Secondary prevention strategies focus on early detection of cancer by promoting regular screening and awareness of symptoms of cancer in order to provide medical intervention at early, curable stages of disease (2,3). 

However, these strategies are not 100% effective, and currently no known prevention strategies will completely eliminate all risk for developing or dying from breast or ovarian cancer (2,3).  

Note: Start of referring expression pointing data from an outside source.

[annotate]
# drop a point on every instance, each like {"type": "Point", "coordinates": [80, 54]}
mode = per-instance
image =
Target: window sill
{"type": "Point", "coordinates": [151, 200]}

In a minority of women, inherited changes in single genes are associated with an increased risk of developing breast and ovarian cancer.  Inherited changes in the BRCA1 and BRCA2 (Breast Cancer 1 and 2, respectively) genes are associated with 5-10% of all cases of breast cancer (4) and about 10% of cases of ovarian cancer (5).  The characteristics of people who have inherited a genetic susceptibility for breast and ovarian cancer may include a strong family history of the disease, a personal or family history of breast or ovarian cancer before age 50, a personal or family history of cancer that starts in more than one place in the body, or a family history of male relatives with breast cancer. (4).  Many people who have inherited a genetic susceptibility never develop cancer, though they may pass this genetic susceptibility on to their offspring (4). 

What is the role of public health in genetic testing for breast cancer susceptibility and how does genetic testing fit into the overall public health strategy for preventing breast and ovarian cancer?  Broadly, the role of public health programs and policies is to assure, to protect, and to improve the health of the population. Although these roles in relation to genetic tests are still being defined, some functions can be suggested. In the role of the honest broker of information, public health institutions should collect and analyze the facts about genetic testing for susceptibility for breast and ovarian cancer and other genetic tests in order to provide balanced and accurate information to the population, especially for those people who might be considering this testing.  This information should include a description of the test, examples of appropriate applications of the test, and criteria for seeking further medical evaluation (6).

Public health policies are needed that will assure that women who may be candidates for testing are appropriately referred for genetic services to determine whether genetic testing or other interventions would be useful for their medical care (7,8).  These same policies should also assure that publicly funded genetic services meet or exceed clearly defined minimum standards for quality (7,8). In the case of genetic tests, these standards should address the analytical validity, the clinical validity and the clinical utility of these tests (6). 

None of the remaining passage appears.